Sebab, terkadang pemilih saat mencoblos tidak memperkirakan tepat pada nama, sehingga menyebabkan koyakan ke kolom lainnya. Dampaknya, saling tarik menarik perolehan suara didebatkan.
Terkadang, petugas KPPS sulit menentukan siapa saksi yang berhak berada dalam TPS. Faktornya, masih didapati adanya dua surat keputusan penempatan saksi yang dikeluarkan dari tingkat kabupaten maupun kecamatan.
Faktor kendala lain, akibat lamanya waktu pencoblosan, penghitungan, penulisan berita acara rekapitulasi perolehan suara Caleg, masih terdapat saksi ataupun pengawas meninggalkan lokasi karena kesibukan lainnya. Sehingga, kerja petugas KPPS terkendala.
Hal lainnya, usai mencoblos, pemilih terkadang salah memasukkan surat suara ke dalam kotak antara Caleg DPR, DPD, DPRD Provinsi dan DPRD Kabupaten/Kota. Rumitnya, saat perhitungan lembar perlembar surat suara, kembali didebatkan.
Petugas KPPS saat ingin memulai proses di TPS, tidak tertutup kemungkinan molor waktu akibat lambannya kehadiran saksi peserta Pemilu. Takut akan masalah, mau tidak mau, petugas menunggu, menelepon bahkan mencarinya.
Keterlambatan hadir saksi yang sempat izin keluar TPS, juga sering dihadapi ketika ingin melakukan penandatanganan berita acara berbagai formulir. Akhirnya, waktu pun molor. Itu, belum lagi cerita perdebatan hal lainnya.
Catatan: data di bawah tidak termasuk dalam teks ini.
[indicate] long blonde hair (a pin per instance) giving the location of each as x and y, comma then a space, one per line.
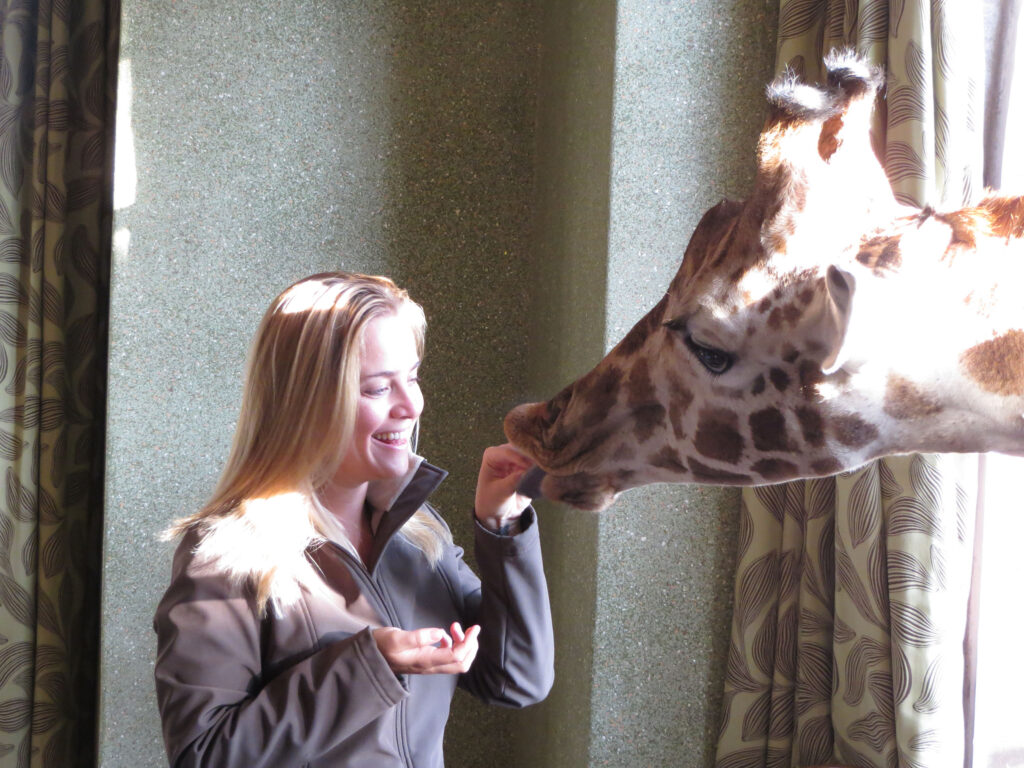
298, 408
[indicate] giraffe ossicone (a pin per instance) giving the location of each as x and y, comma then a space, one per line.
811, 328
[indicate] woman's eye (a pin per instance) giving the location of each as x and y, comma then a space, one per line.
716, 360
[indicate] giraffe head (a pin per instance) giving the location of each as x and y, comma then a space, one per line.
748, 371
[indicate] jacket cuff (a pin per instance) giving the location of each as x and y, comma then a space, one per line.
389, 685
516, 537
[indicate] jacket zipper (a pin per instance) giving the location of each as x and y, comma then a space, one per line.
387, 608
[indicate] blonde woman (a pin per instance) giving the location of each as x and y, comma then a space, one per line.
316, 607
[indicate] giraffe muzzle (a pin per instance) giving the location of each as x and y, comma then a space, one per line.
529, 483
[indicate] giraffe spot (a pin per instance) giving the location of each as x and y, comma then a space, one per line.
779, 379
647, 419
639, 387
676, 415
768, 430
704, 473
1006, 216
905, 400
718, 436
775, 470
852, 431
997, 365
680, 398
598, 391
624, 453
668, 458
829, 466
812, 426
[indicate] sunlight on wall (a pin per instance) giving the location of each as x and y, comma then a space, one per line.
998, 740
125, 176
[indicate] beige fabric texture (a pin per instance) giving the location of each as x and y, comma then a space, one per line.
851, 592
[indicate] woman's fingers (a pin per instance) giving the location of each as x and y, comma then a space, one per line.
428, 651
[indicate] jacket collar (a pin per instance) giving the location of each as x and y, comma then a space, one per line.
393, 502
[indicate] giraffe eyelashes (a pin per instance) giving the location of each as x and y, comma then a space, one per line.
716, 360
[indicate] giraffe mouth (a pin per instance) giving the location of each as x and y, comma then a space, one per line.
581, 491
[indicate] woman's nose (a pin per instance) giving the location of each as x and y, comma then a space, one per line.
408, 403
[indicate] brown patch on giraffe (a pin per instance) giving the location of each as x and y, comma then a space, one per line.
881, 254
600, 390
905, 400
964, 226
680, 398
768, 430
852, 431
779, 379
668, 458
702, 472
812, 426
718, 435
647, 419
625, 453
997, 365
827, 466
1006, 216
774, 470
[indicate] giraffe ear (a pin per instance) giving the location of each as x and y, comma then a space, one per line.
840, 286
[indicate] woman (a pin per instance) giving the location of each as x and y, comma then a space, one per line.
305, 623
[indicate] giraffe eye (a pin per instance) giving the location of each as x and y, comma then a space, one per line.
716, 360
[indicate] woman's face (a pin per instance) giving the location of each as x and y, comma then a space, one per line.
389, 403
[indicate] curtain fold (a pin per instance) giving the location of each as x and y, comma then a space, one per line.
57, 69
850, 604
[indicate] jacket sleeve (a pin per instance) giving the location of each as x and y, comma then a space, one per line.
515, 664
215, 706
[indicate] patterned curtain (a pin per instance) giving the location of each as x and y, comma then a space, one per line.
57, 66
851, 596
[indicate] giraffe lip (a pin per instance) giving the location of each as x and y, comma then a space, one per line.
529, 483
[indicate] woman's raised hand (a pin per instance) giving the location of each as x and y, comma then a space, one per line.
497, 501
428, 651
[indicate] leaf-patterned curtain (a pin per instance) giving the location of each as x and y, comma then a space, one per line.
57, 66
851, 596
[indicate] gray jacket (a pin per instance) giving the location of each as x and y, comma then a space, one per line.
308, 687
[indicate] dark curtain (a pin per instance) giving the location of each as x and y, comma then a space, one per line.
57, 79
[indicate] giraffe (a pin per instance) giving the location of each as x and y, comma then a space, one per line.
811, 328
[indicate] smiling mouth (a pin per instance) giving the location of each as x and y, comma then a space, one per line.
392, 438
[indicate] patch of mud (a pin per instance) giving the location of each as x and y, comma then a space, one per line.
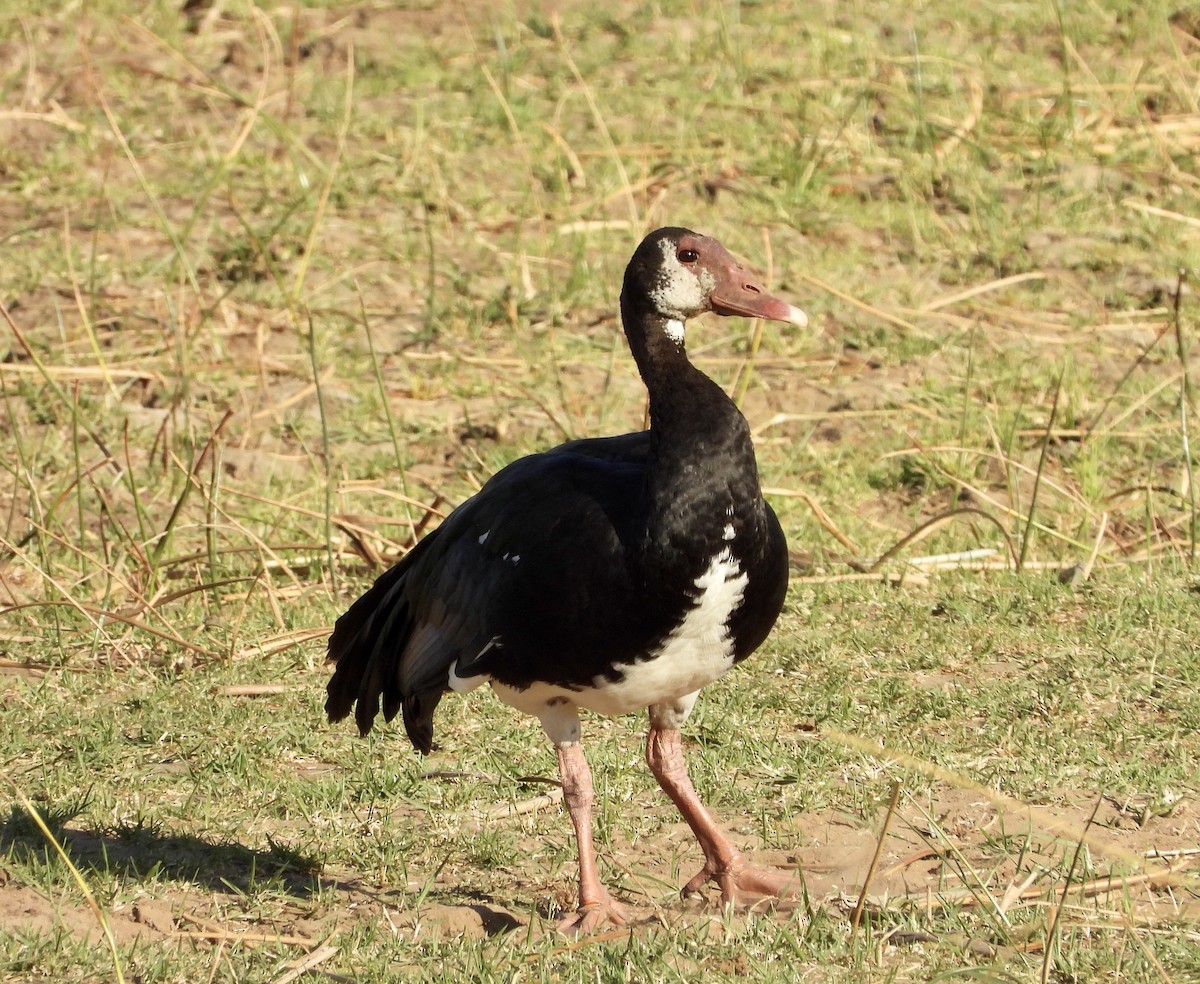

Pengadaan berita acara yang harus ditandatangani hingga 20-an rangkap, merupakan faktor dominan lambannya waktu berjalan. Hal itu layak dijadikan perhatian semua pihak bagaimana cara menyederhanakannya.
Perlunya pemahaman porsi ketersediaan maupun peruntukan jumlah total surat suara dimasing-masing TPS, merupakan hal penting disosialisasikan, khususnya kepada saksi peserta Pemilu. Tujuannya, tidak timbul persepsi lain saat usai perhitungan perolehan suara.
Perlunya penegasan disertai aturan, bahwa tahapan di TPS harus sesuai jadwal, khususnya terhadap pemilih, saksi maupun pengawas jika datang terlambat dari waktu yang ditentukan.
Ketersediaan fasilitas berbeda yang diberikan peserta Pemilu kepada saksinya, ternyata memungkinkan timbul kendala.
Rasa iri sesama saksi, menyebabkan lemahnya kinerja saksi di TPS. Bahkan terkadang, ada oknum saksi yang hanya meminta berita acara, tanpa hadir sesuai jadwal.
Tidak sampai di sana, kendala lain yang dihadapi petugas KPPS juga berkaitan dengan nama pemilih yang tidak lengkap, khususnya bagi masyarakat bermarga.
Berangkat dari berbagai hal yang dialami petugas KPPS di TPS, perlu pencermatan, pemahaman kepemiluan, usia dan kesehatan petugas kepada semua pihak, baik mengenai tahapan hingga regulasi.
Tidak hanya masyarakat pemilih, hemat penulis, KPU dan Bawaslu bahkan partai politik, mencari solusi agar tidak timbul pada Pemilu tahun 2024. Tujuannya, untuk terus menekan tidak terjadinya peristiwa kelam itu.